I hold industrial civilization culprit in the world’s coming environmental collapse. The case of climate change illustrates very nicely how this is true. My discussion will hopefully also show why popping the bubble of civilization is the only way we can effectively avoid catastrophic climate change.
Using the “free gift” of fossil fuels, we have side-stepped some collapse-inducing environmental catastrophes: wood scarcity and soil depletion. Yet, as we all now know — though some still choose to ignore it — we have stepped away from those catastrophes into a much larger one: climate change.
The IPCC predicts that a 3 degree Celsius rise in global mean surface temperature would mean doom for 21-52 percent of Earth’s species. And a recent report from the Royal Society claims that “there is now little to no chance of maintaining the rise in global mean surface temperature at below 2 degrees Celsius.”
So far, no action has been taken that will start reducing global emissions. They continue to increase exponentially every year.
However, several plans have been put forward that would have a significant impact. Some reports, including the prominent Stern Report, advocate emissions reductions limited to an “economically feasible” extent. That is, the extent of reductions should be determined not by science but by what the economy can handle without ending its ceaseless growth.
The growth of the economy is thus put before the needs of the planet and even the future of economic growth. The future cost of climate change will certainly be higher than the present cost of averting it, regardless of how high that may be.

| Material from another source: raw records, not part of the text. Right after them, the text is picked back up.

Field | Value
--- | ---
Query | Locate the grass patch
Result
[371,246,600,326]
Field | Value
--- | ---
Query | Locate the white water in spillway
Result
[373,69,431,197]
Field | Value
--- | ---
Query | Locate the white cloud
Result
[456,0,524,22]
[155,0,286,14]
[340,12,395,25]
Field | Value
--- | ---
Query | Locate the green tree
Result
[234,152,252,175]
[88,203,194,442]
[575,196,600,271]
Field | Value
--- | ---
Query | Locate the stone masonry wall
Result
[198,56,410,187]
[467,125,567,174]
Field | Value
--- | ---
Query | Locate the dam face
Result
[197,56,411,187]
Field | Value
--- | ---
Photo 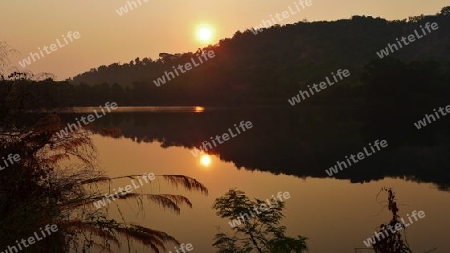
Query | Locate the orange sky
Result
[0,0,449,79]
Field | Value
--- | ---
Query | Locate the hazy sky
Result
[0,0,449,79]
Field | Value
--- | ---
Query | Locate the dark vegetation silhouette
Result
[213,189,308,253]
[0,48,208,253]
[4,7,450,106]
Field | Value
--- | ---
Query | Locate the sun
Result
[197,25,213,42]
[200,155,212,167]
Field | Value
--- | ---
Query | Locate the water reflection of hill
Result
[87,106,450,189]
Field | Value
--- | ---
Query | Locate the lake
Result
[75,105,450,253]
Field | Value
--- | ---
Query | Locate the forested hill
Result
[71,7,450,105]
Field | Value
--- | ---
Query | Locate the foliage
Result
[213,189,307,253]
[373,188,412,253]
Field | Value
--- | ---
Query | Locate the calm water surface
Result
[75,107,450,253]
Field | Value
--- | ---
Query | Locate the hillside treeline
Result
[2,7,450,106]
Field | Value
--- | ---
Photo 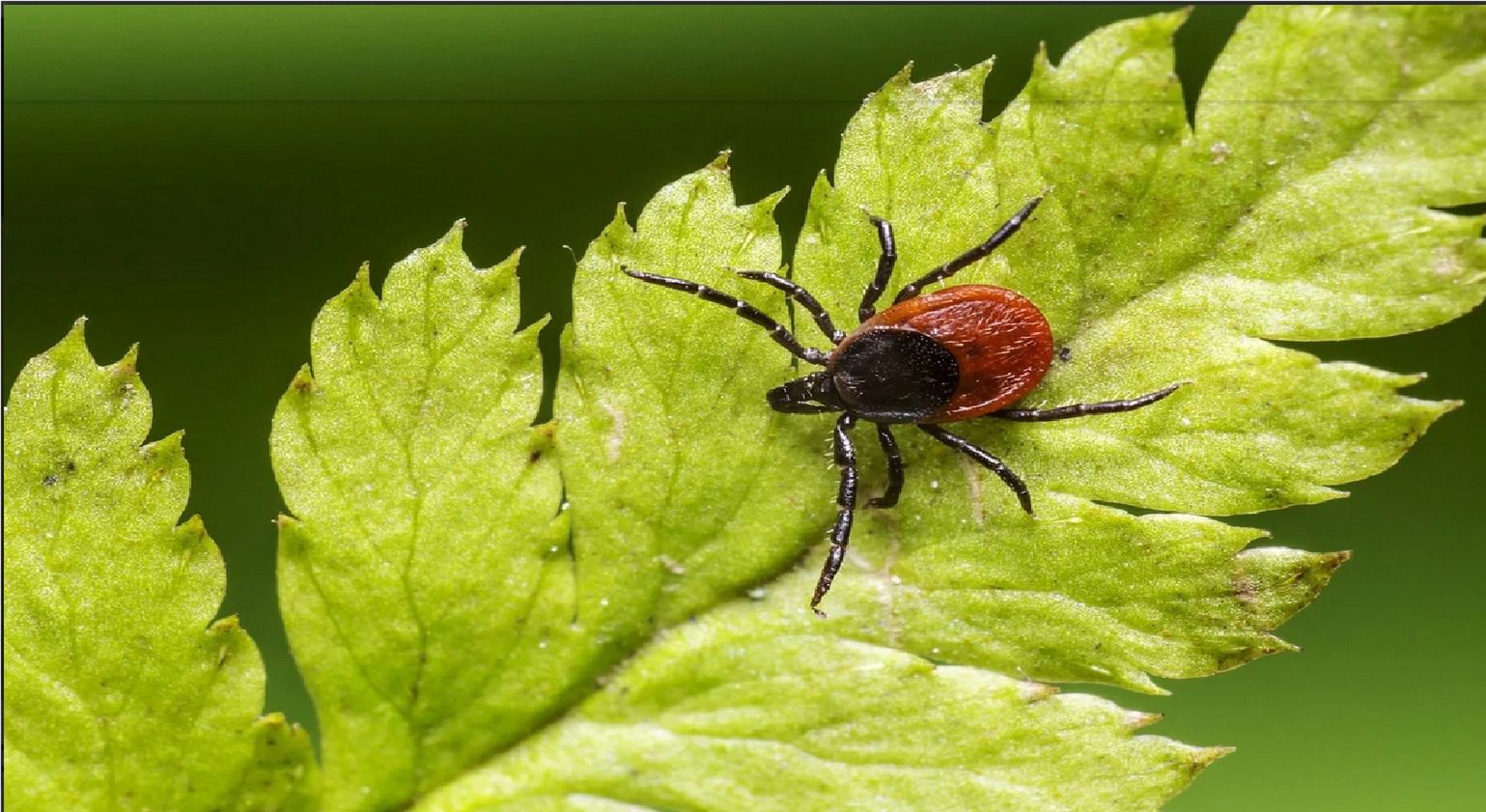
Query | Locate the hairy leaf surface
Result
[275,8,1486,810]
[5,320,315,812]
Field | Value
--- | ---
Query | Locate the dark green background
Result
[3,5,1486,812]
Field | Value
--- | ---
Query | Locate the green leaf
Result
[273,8,1486,810]
[272,223,564,809]
[5,320,315,810]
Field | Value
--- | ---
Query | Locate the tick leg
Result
[893,195,1042,305]
[737,270,846,344]
[855,217,898,322]
[992,383,1182,422]
[620,266,827,366]
[866,422,904,507]
[810,415,855,617]
[918,424,1031,515]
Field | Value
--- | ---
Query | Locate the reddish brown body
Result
[832,284,1052,422]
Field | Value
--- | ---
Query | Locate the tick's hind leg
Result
[866,422,904,507]
[918,424,1031,515]
[810,415,855,617]
[855,217,898,322]
[992,383,1182,422]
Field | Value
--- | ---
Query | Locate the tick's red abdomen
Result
[862,284,1052,422]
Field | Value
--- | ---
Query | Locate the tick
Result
[621,196,1182,617]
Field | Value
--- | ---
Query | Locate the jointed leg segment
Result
[620,267,827,366]
[810,415,855,617]
[893,195,1042,305]
[918,424,1031,515]
[992,383,1182,422]
[866,422,904,507]
[855,217,898,322]
[737,270,846,344]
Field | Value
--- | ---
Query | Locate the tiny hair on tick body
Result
[621,196,1182,617]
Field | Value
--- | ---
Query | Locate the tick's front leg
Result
[810,415,855,617]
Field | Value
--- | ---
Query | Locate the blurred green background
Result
[3,6,1486,812]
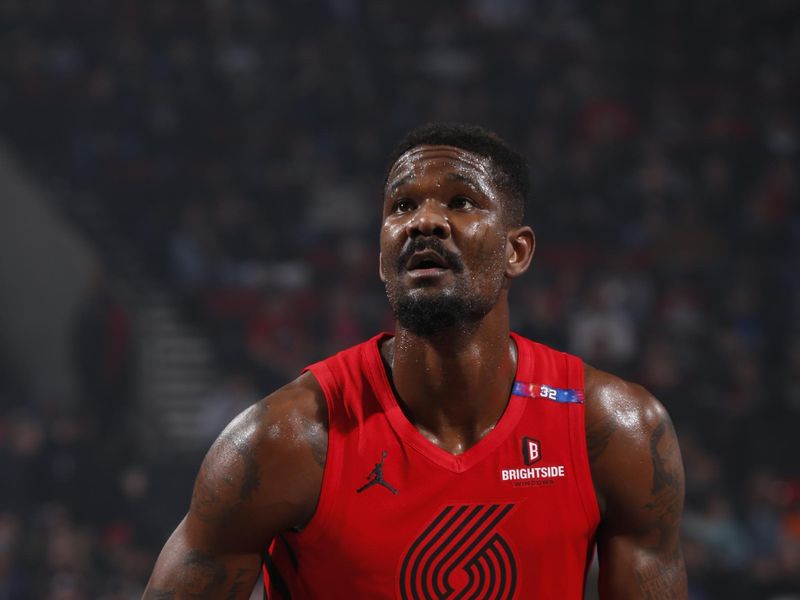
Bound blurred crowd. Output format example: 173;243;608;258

Paul Hawken, author of “Natural Capitalism,” advocates the integration of ecosystem services into the costs of everyday economics. This would theoretically address the root of the problem: the idea that a livable climate has no value. However, it’s a program with substantial practical issues.
First, Hawken envisions massive increases in efficiency as internalization makes carbon-intensive products more expensive. Experience has shown us that increases in efficiency do not lead to decreases in use — rather, the opposite is true.
Worker productivity has skyrocketed throughout the century, yet we work more now than we ever have. Efficiency increases make commodities more valuable, which spurs their use. Effectively, the problem is that capitalism is a growth-based system, so every gain in efficiency is put back into growth, keeping total impact the same.
Second, the science of ecosystem thresholds is not yet advanced enough for us to determine the true cost of certain forms of pollution. For instance, it seems to be the case that thresholds for climate feedback loops are coming into effect at lower carbon concentrations than previously anticipated. Had a natural capitalist system been in place over the past few decades, it would have underestimated the price of carbon emissions by omission of this effect.
The burden of internalization would fall primarily on the power elite, who have gained their power almost solely through externalization of social and environmental costs. This is one of the benefits Hawken perceives in his plan, but it is also the main practical obstacle to its implementation.
The power elite by definition control the majority of social resources and make decisions about how they should be allocated. They have the power to protect themselves from all but the most effective natural capitalist revolution.
The most telling flaw in Hawken’s thinking is his implicit assumption that the industrial would be affordable if all natural costs were integrated. I suppose I have no way to prove this, but the very idea that the costs of the industry economy to workers, to fish and fungi, the feathered and the future, are outweighed by the dubious benefits of modern civilization is absurd to me.
So what is the alternative to Stern’s status quo and Hawken’s unrealistic dreaming? The best thing we as activists and community leaders can do right now is to stop the industrial economy in its tracks, primarily by monkey-wrenching the fossil fuel production and distribution network.
The stakes are far too high for us to approach climate change without a winning strategy. I don’t know if my vision is plausible, but I don’t think any other strategy is realistic.